Note: After unused storage solution is aliquoted, store it at -20℃ in the dark to avoid repeated freezing and thawing.

(2) Working solution: Dilute the storage solution with experimental buffer (e.g. cell culture medium) to the required working concentration, usually in the range of 1-10 µM.

Note: Please adjust the optimal working concentration according to the actual situation or refer to the literature to set the gradient concentration by yourself. The working solution must be prepared and used immediately.

2. Steps for measuring the generalized polarization (GP) of Bacillus subtilis cell membrane by Laurdan [1] (from the literature, for reference only)

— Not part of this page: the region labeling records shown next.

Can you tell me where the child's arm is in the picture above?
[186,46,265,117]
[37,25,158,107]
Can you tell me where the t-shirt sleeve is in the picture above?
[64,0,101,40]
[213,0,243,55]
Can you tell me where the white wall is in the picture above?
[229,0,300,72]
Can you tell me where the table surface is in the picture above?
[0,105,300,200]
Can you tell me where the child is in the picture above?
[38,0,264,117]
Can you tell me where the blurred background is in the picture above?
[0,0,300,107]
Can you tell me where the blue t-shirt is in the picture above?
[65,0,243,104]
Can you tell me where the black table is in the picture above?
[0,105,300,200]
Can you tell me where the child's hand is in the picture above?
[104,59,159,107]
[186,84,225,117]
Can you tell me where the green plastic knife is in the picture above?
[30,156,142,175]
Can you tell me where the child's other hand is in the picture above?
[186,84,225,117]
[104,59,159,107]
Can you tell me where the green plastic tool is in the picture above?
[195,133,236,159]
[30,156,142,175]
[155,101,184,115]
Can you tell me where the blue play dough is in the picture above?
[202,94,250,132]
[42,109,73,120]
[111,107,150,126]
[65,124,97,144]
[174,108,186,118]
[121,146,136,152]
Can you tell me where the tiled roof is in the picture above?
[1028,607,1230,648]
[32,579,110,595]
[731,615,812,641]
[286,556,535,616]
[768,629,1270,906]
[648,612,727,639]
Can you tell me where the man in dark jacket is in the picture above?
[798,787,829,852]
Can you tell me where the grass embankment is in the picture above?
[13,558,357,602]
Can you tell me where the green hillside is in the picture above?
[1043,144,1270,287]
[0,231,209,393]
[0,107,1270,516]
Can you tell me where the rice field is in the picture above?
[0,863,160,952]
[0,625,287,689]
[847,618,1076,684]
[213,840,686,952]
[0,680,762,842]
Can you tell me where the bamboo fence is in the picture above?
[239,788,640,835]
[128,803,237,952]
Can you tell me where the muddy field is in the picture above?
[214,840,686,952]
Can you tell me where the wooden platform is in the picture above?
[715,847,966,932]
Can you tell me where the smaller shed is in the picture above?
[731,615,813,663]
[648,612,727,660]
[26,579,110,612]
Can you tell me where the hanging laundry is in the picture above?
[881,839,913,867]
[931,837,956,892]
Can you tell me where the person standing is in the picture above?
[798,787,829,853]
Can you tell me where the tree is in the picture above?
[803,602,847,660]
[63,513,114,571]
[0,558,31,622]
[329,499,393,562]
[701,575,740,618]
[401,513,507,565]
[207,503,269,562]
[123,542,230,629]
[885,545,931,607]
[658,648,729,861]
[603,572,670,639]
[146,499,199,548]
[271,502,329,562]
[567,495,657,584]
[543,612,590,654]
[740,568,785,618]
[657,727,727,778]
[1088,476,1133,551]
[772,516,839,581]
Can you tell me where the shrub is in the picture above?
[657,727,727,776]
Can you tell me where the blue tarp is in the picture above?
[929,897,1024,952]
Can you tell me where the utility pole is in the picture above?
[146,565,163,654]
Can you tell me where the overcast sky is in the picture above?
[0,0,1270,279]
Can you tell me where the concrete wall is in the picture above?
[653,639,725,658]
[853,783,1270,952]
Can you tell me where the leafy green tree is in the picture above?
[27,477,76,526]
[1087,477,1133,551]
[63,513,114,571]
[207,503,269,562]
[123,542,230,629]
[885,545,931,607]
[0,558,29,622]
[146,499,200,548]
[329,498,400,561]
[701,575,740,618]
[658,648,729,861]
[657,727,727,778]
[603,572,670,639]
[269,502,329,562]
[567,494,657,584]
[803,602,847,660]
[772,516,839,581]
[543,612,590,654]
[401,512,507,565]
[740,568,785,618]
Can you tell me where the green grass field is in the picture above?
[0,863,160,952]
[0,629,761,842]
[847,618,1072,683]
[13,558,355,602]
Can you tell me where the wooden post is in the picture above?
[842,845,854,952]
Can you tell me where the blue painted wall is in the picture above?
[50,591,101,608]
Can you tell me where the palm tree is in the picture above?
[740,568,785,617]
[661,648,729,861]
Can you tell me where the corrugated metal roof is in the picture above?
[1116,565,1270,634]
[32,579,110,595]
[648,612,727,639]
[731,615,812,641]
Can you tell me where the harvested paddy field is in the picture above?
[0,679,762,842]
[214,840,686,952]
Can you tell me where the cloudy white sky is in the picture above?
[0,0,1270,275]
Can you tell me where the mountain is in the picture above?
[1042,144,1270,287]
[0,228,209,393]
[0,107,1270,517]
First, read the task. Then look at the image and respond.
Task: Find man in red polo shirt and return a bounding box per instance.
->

(1) Cell treatment: Cultivate cells to the middle of the logarithmic growth phase, wash them four times in PBS containing 2% glucose and 1% DMF, resuspend them in the same buffer, and adjust the OD600 to 0.3.

(2) Liposome preparation: Bacillus subtilis polar lipid extract was prepared by detergent dialysis, and the prepared liposome solution was squeezed through a 0.4μm filter membrane 20 times. The 10mg/ml liposome stock solution was diluted to a concentration of 1 mg/ml with Tris buffer (5mM, pH 7.4).

(3) Liposome labeling: Add Laurdan solution to the cell suspension to a final concentration of 10 μM and incubate in the dark for 30 minutes.

(4) Fluorescence measurement: Laurdan fluorescence measurement was performed using a BioTek Synergy MX plate reader. The excitation wavelength was 350 nm, the emission wavelengths were 460 nm and 500 nm, and readings were taken every 2 minutes.

(5) Laurdan fluorescence polarization calculation: Laurdan generalized polarization (GP) value was calculated using the following formula: (I460-I500)/(I460+I500).

Note: This experimental protocol only provides a reference for a Laurdan generalized polarization (GP) measurement experiment of cell membrane. Please modify the working concentration and staining time according to experimental needs or refer to the literature.

References:

[1]Saeloh D, Tipmanee V, Jim K K, et al. The novel antibiotic rhodomyrtone traps membrane proteins in vesicles with increased fluidity[J]. PLoS pathogens, 2018, 14(2): e1006876.